No major religion specifically prohibits vaccination, but some deeply religious people view it as unnatural or interfering with God's will. The ranks of "anti-vaxxers" also include secular people on both the right and left who are deeply suspicious of government, science, and big pharmaceutical corporations. Most parents who reject some or all vaccines, recent research indicates, are white, college-educated, and relatively affluent. Their main concern is vaccine safety.
Are their fears legitimate?
There is overwhelming scientific evidence that vaccines are safe and effective. A small number of children develop side effects such as a mild rash or soreness; stronger reactions are extremely rare. The modern anti-vaccination movement began in the late 1990s, with a since-debunked paper published in The Lancet medical journal by physician Andrew Wakefield that claimed to show a link between the Measles, Mumps, and Rubella (MMR) vaccine and autism in a group of 12 children. Wakefield's paper was retracted after it was found that he had falsified data, and he was stripped of his medical license. Since then, at least a dozen large-scale studies have found no link between vaccines and autism. But the idea is still promoted by celebrity anti-vaccine activists such as Jenny McCarthy and Robert F. Kennedy Jr. Darla Shine, the wife of President Trump's communications director, recently made a bizarre claim on Twitter that getting measles later equips you to fight cancer. "Bring back our #ChildhoodDiseases," she wrote. "They keep you healthy."
How common are such beliefs?
Only 2 percent of kids nationwide go unvaccinated for nonmedical reasons. But a much larger number of parents delay or skip some vaccines because of their fears about safety. A 2011 survey of parents with young children found that one in 10 used an alternative vaccine schedule to the one recommended by doctors. Some parents falsely believe too many vaccinations can "overload" a child's immune system, even though kids are exposed to millions of pathogens every day. The World Health Organization has labeled "vaccine hesitancy" one of the top 10 global health threats for 2019.
What's being done?
Eleven states have passed laws tightening requirements for vaccine exemptions. California passed one of the strictest laws in the country in 2015, abolishing all nonmedical exemptions, after a measles outbreak that began in Disneyland sickened dozens of unvaccinated children. In California, the vaccination rate has increased from 93 to 95 percent since the state's law passed. Public health officials say that more outreach and public education is needed to assuage parents' fears. "We do a disservice if we sort of denigrate or shout at families who choose not to vaccinate," Dr.

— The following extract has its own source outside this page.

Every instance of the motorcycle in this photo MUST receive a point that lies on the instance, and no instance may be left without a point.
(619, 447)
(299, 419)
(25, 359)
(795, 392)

Matthew F. Daley, a pediatrician who researches vaccination issues recently told The New York Times. "They don't want to harm their kid. We need to meet them where they're at."
Vaccines and the internet
Social media has become one of the main sources of vaccine misinformation. A study in the United Kingdom by the Royal Society for Public Health found that half of all parents with young children in the country were exposed to misleading information about vaccines on social media. A recent investigation in The Guardian found that the top 12 vaccine-related Facebook groups were all anti-vaccination; eight of the top 12 pages returned by Facebook's search engine contained anti-vaccine propaganda. YouTube's autofill suggestions and recommended videos also routinely steer users to anti-vaccination content. Researchers also observed Russian bot and troll accounts spreading virulently pro- and anti-vaccination content as part of their effort to sow political discord in the United States during the 2016 presidential election. "The social platforms have a responsibility to start investigating how this content is spreading and the impact these narratives are having on targeted audiences," says Renée DiResta, who researches online disinformation with the organization Data for Democracy.